As I was descending I came to a spot where there was a good sized height difference to get over a rock and down to the next one. There was a very nice man in front of me and he asked if I needed help. I told him I was just picking my spot. One of the Adventure Canada team members was standing just a little way farther down. I chose the opposite side of the rock to the one taken by the man in front of me. I often talk to myself and I said, “Okay, first foot there, pole there, other foot there. Just like that.” Then I looked at the team member and said, rather smugly I admit, “This isn’t my first rodeo.” Her response was, “Clearly!” That felt really good considering the graceless landing I performed the other day. I haven’t taken the bandaid off my knee and most of the time I’m unaware that there is anything out of the ordinary going on with it.

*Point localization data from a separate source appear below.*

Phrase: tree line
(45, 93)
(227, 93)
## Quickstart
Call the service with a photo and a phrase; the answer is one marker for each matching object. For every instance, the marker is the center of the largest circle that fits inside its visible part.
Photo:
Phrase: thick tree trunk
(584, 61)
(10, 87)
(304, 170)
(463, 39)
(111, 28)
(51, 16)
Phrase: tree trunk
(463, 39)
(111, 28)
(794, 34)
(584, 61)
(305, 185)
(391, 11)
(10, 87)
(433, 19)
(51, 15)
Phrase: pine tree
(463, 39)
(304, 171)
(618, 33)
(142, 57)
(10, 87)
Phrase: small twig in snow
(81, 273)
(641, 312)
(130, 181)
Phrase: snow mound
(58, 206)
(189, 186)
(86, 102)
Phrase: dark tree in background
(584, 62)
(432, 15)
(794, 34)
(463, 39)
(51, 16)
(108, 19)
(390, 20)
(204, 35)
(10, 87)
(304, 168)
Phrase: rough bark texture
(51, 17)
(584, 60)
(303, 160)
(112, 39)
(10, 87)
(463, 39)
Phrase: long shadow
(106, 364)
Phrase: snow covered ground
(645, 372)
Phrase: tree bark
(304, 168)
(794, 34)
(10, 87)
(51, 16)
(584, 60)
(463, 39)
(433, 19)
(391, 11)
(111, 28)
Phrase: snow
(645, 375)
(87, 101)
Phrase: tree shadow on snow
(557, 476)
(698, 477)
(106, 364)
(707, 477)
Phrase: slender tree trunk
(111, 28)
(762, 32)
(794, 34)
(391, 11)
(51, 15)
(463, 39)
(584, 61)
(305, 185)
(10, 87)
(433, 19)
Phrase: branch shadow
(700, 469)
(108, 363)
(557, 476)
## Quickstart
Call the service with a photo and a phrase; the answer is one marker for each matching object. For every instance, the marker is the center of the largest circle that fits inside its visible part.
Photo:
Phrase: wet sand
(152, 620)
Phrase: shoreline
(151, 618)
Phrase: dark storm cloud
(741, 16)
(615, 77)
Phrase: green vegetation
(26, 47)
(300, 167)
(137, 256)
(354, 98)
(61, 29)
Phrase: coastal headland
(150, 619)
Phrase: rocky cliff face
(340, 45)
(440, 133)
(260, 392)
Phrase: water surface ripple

I know, I know 1. I’m incredibly lucky and 2. Don’t get cocky!
There’s a common denominator to most the falls I’ve taken in last few years: I catch the toe of my trailing foot and that sends me down. Today I had a few instances where I kicked the rock when I brought me trailing foot through. Instead of telling myself to pick up me feet, I found it more useful to tell myself to raise my toes so that I land with a very pronounced heel strike. When I remembered to do that, it seemed to help. So I’m going to try to be more mindful of my foot strikes in the hopes of remaining vertical for the rest of the trip.
I noticed just now as I checked the schedule on the TV in the room that the plan has changed from what it was a few hours ago. They had a specific landing site picked out and now it just says ‘Devon Island.’ I think we will be booting it for Greenland to stay out of the worst of the winds that are supposed to come in the next few days. As Chris, our expedition leader said at the briefing tonight, “This is not a bus tour.” We were finally able to set foot on Beechey and that’s a major win.
One last thing of note: Marc St. Onge, the geologist, is involved in a project that is trying to narrow down the route Franklin took in the north by matching samples of rocks retrieved from the collection on the Erebus, with rocks from various locations on our route. The partners in this work are The Geological Survey of Canada, Parks Canada, and Adventure Canada. He couldn’t tell us locations because he has signed a non-disclosure agreement that’s binding until the research has been published and peer reviewed, but he did say that as a result of the work last year and this year, there are four new data points on Franklin’s route. A few times this trip two zodiacs have been launched with the purpose of getting to a specific place to collect rock samples. This really is not a bus tour!